Neurosurgery is concerned with the diagnosis, treatment, and post-surgical rehabilitation of disorders that affect the nervous system. Medical information processing for image-guided neurosurgery has been used for both diagnosis and therapy. Surgeons can perform precision tumor resection to an accuracy of millimeters using a combination of position-tracked surgical instruments and diagnostic image guidance, such as magnetic resonance (MR) and computed tomography (CT) images. However, these traditional image setups do not allow the surgeon to directly view the surgical target in minimally invasive surgery.

Surgical navigations have been developed to provide surgeons with an augmented reality environment, which enables safe, easy, and accurate surgical diagnosis and therapy. Minimally invasive surgery requires accurate and precise image-guided surgical navigation based on pre-/intra-operative imaging. However, traditional image-guided navigation can have an error of as much as a few millimeters due to inaccurate registration of the pre-/intra-operative images (Gholipour et al., 2007; Liao et al., 2010), especially for the intra-operative issues, such as operation-related deformation and small-tumor detection.

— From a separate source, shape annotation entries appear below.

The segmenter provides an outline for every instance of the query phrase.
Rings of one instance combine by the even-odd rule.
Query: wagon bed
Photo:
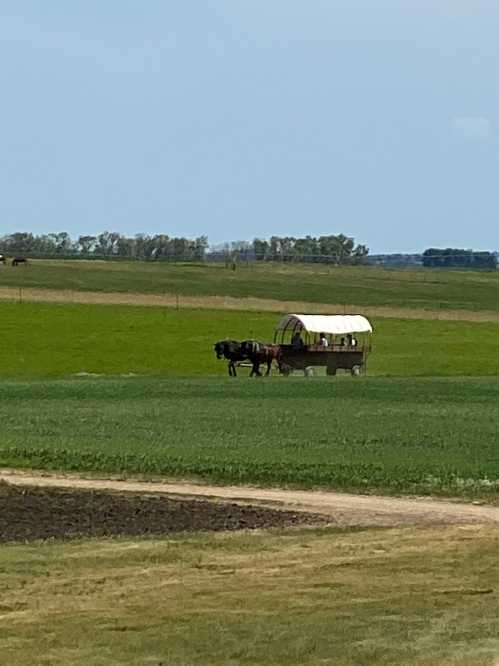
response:
[[[303,336],[303,346],[297,347],[287,341],[299,333]],[[359,375],[366,370],[367,355],[371,351],[370,335],[372,326],[362,315],[285,315],[279,322],[274,341],[281,348],[281,363],[287,371],[325,367],[328,375],[338,370]],[[318,344],[318,336],[323,334],[328,346]],[[362,335],[359,344],[353,335]],[[345,337],[355,340],[346,344]]]

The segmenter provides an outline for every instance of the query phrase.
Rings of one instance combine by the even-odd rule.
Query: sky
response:
[[[0,0],[0,235],[499,249],[497,0]]]

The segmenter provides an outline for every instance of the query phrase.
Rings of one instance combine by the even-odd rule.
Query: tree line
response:
[[[84,257],[128,259],[172,259],[202,261],[208,248],[206,236],[177,238],[166,234],[123,236],[104,231],[97,236],[79,236],[73,240],[63,231],[40,236],[32,233],[14,233],[0,237],[0,252],[7,255],[31,257]]]
[[[0,253],[31,257],[104,257],[144,260],[171,259],[177,261],[226,260],[237,261],[284,261],[327,262],[335,264],[357,264],[367,256],[365,245],[356,245],[353,238],[343,234],[320,236],[272,236],[269,240],[255,238],[253,241],[226,243],[210,248],[208,238],[200,236],[189,239],[170,237],[166,234],[133,237],[117,232],[104,231],[96,236],[79,236],[77,239],[63,231],[35,235],[17,232],[0,237]]]
[[[360,264],[369,250],[356,245],[344,234],[319,236],[271,236],[269,240],[231,243],[227,250],[237,259],[253,261],[283,261],[301,263]]]
[[[497,253],[476,252],[458,248],[429,248],[423,252],[423,266],[426,268],[497,268]]]

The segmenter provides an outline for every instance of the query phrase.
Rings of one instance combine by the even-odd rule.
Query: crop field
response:
[[[0,384],[0,464],[499,499],[499,380]]]
[[[0,303],[0,377],[226,374],[216,340],[270,341],[278,314],[104,305]],[[499,374],[499,326],[373,320],[368,372],[392,376]],[[241,369],[241,377],[248,374]],[[279,381],[281,378],[279,378]]]
[[[499,326],[458,312],[499,314],[497,280],[309,266],[5,267],[0,288],[168,292],[200,304],[0,302],[0,466],[499,505]],[[279,314],[257,303],[208,309],[210,295],[398,310],[372,318],[367,376],[250,380],[241,368],[231,379],[213,343],[271,340]],[[410,318],[420,308],[428,318]],[[440,308],[456,321],[434,317]],[[494,523],[324,527],[324,516],[314,523],[294,507],[149,491],[2,483],[0,496],[6,663],[490,666],[499,655]]]
[[[499,272],[241,264],[33,260],[0,267],[0,287],[173,293],[401,309],[499,311]]]

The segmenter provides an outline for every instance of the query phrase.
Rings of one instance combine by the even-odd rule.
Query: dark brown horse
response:
[[[217,358],[226,358],[229,361],[228,369],[230,377],[237,377],[237,363],[248,358],[243,351],[243,344],[244,343],[238,342],[237,340],[219,340],[215,343],[214,351]]]
[[[250,377],[261,377],[260,365],[267,365],[267,372],[265,377],[270,375],[272,369],[272,362],[275,361],[282,372],[281,367],[281,348],[279,345],[264,344],[256,340],[245,340],[241,343],[242,351],[246,353],[246,357],[251,361],[253,367],[251,368]]]

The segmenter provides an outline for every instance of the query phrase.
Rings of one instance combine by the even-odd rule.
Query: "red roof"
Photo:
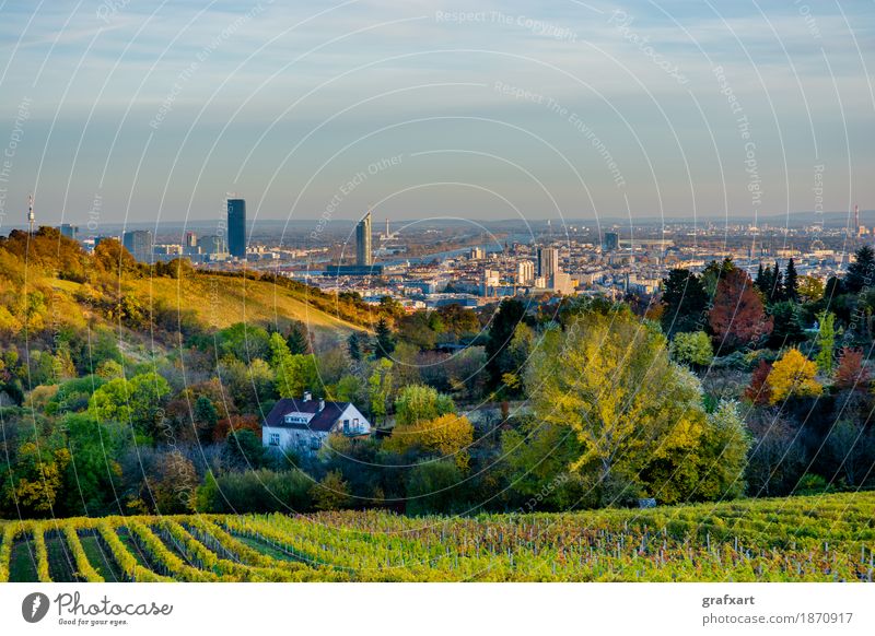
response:
[[[338,421],[343,411],[349,407],[349,402],[325,402],[325,408],[319,410],[319,400],[301,400],[295,398],[283,398],[279,400],[270,413],[265,417],[265,426],[275,428],[305,428],[327,433]],[[313,419],[306,424],[287,423],[285,415],[289,413],[311,413]]]

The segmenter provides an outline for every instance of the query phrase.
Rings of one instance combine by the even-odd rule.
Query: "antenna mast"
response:
[[[34,222],[36,221],[36,216],[34,216],[34,196],[31,195],[27,199],[27,232],[30,234],[34,233]]]

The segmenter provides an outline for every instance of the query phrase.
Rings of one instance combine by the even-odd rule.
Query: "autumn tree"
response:
[[[649,464],[688,454],[705,425],[698,379],[669,361],[662,333],[628,311],[586,313],[564,331],[548,330],[526,388],[539,421],[578,437],[569,470],[595,471],[604,503]]]
[[[786,274],[784,275],[784,299],[797,303],[800,299],[800,274],[796,264],[791,258],[786,261]]]
[[[474,426],[465,415],[446,413],[434,420],[398,424],[385,448],[398,454],[411,449],[452,457],[459,469],[468,468],[467,448],[474,441]]]
[[[745,389],[745,398],[757,407],[762,407],[771,402],[772,389],[769,386],[769,374],[772,373],[772,365],[765,360],[759,361],[759,365],[754,369],[750,377],[750,385]]]
[[[746,346],[772,331],[772,319],[766,317],[750,276],[738,268],[730,270],[718,282],[714,306],[708,318],[719,349]]]
[[[491,388],[502,385],[504,374],[520,372],[514,366],[514,358],[508,349],[516,332],[516,326],[523,321],[525,315],[525,305],[516,298],[502,301],[498,311],[492,315],[486,343],[486,370],[489,374]]]
[[[815,379],[817,365],[809,361],[798,349],[789,350],[772,366],[769,374],[771,397],[769,402],[777,404],[788,398],[805,398],[819,396],[822,387]]]
[[[376,357],[384,358],[392,356],[392,352],[395,351],[395,339],[392,335],[392,330],[385,318],[381,317],[380,320],[377,320],[374,331],[376,333],[374,344],[374,354]]]
[[[377,360],[368,378],[368,403],[374,424],[382,417],[384,423],[393,394],[393,363],[388,358]]]
[[[704,331],[675,334],[670,351],[674,360],[691,367],[707,367],[714,360],[714,348]]]
[[[416,424],[453,413],[456,405],[450,396],[438,392],[425,385],[410,385],[401,390],[395,401],[395,421],[400,424]]]
[[[89,411],[98,422],[132,424],[138,433],[154,435],[170,391],[167,380],[154,372],[115,378],[94,391]]]
[[[862,349],[842,348],[833,380],[837,389],[865,391],[868,388],[870,375],[868,369],[863,366]]]
[[[665,307],[661,317],[663,331],[669,335],[702,328],[708,294],[702,281],[691,271],[678,268],[668,272],[663,279],[662,303]]]

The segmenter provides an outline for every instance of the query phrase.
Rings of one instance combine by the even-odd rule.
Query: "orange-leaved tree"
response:
[[[789,350],[772,366],[769,374],[771,397],[769,402],[775,404],[786,398],[805,398],[819,396],[824,390],[815,379],[817,365],[805,357],[798,349]]]

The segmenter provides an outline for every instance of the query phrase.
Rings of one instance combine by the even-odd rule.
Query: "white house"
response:
[[[371,423],[351,402],[314,400],[305,392],[302,399],[283,398],[273,405],[261,426],[261,444],[312,455],[331,433],[368,435]]]

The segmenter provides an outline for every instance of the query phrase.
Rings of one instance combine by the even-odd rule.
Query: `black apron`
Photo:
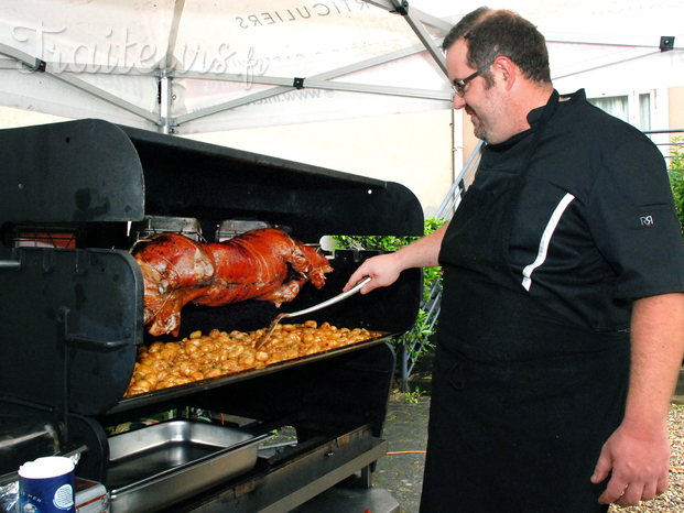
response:
[[[589,478],[623,416],[629,332],[566,319],[508,263],[520,190],[557,106],[554,91],[521,168],[496,193],[470,186],[445,233],[421,513],[608,509],[607,480]]]

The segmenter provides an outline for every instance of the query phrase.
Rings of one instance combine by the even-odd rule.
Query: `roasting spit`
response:
[[[199,483],[209,469],[216,479],[144,509],[286,512],[343,480],[370,488],[374,462],[387,450],[382,426],[395,361],[389,341],[415,319],[420,271],[311,316],[381,337],[124,397],[138,348],[153,341],[143,327],[142,276],[130,249],[151,232],[214,241],[252,226],[279,227],[310,244],[330,234],[420,236],[422,209],[410,190],[100,120],[1,130],[0,159],[3,482],[23,461],[79,450],[76,476],[102,483],[115,512],[142,503],[138,493],[146,485],[166,495]],[[280,309],[251,301],[187,305],[180,337],[268,326],[280,312],[333,297],[372,254],[329,254],[326,285],[303,287]],[[173,418],[151,423],[160,415]],[[126,460],[134,468],[135,455],[141,461],[154,458],[154,450],[167,455],[174,444],[187,454],[207,448],[189,432],[173,441],[156,436],[174,423],[183,429],[199,423],[219,439],[229,433],[247,438],[216,444],[188,461],[165,460],[153,474],[122,482],[117,466]],[[122,425],[130,435],[113,435]],[[283,426],[295,430],[296,440],[267,447]],[[132,439],[143,445],[121,451],[119,441]],[[174,485],[181,474],[183,487]]]

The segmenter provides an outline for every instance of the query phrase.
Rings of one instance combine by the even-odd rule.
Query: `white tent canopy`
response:
[[[404,15],[390,12],[394,3]],[[438,45],[478,4],[6,2],[0,103],[175,133],[448,109]],[[489,6],[513,9],[540,26],[563,92],[597,80],[633,88],[684,85],[683,2]]]

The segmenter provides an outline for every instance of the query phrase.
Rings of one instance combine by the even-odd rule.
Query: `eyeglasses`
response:
[[[452,88],[454,89],[454,94],[463,98],[463,96],[466,94],[466,85],[474,78],[479,77],[480,75],[481,75],[481,72],[477,70],[473,75],[470,75],[468,78],[464,78],[463,80],[455,81],[454,85],[452,86]]]

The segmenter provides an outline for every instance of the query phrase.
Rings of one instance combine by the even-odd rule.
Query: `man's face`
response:
[[[468,45],[458,40],[446,52],[446,68],[452,84],[473,75],[477,69],[467,64]],[[480,69],[487,72],[487,69]],[[500,134],[501,119],[506,116],[504,105],[495,85],[489,85],[481,75],[465,86],[463,97],[454,97],[454,108],[464,109],[470,116],[475,137],[491,144],[503,142],[508,137]]]

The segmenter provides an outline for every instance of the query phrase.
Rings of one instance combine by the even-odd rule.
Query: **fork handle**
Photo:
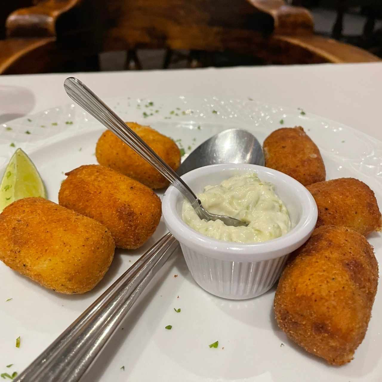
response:
[[[169,233],[146,252],[15,382],[78,382],[138,296],[177,248]]]

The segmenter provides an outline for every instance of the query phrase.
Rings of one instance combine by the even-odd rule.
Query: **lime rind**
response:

Addressing the registration issue of intra-operative tumor and tissue deformation is a surgical navigation challenge. Although intra-operative images, such as ultrasound, can assist in the identification of target and critical areas in real-time, image resolution limits diagnosis and treatment accuracy during the operation. The use of open magnetic resonance imaging (MRI) allows for intra-operative identification of the remaining tumor tissue. However, it is difficult to resect complicated tumors with MRI guidance alone; imaging does not precisely delineate the tumor boundary or distinguish between tumor and healthy brain tissue. Finding a way to provide accurate intra-operative imaging for the remaining tumor issue or small tumors is a challenge. Magnetoencephalography (MEG) (Cohen, 1968) and functional MRI (Ogawa et al., 1990) are helpful in delineating the eloquent areas of the brain by means of functional brain mapping techniques (Muragaki et al., 2001; Fukaya et al., 2002). Although combining these techniques can provide better spatial and temporal resolution, an improvement in real-time information acquisition is required.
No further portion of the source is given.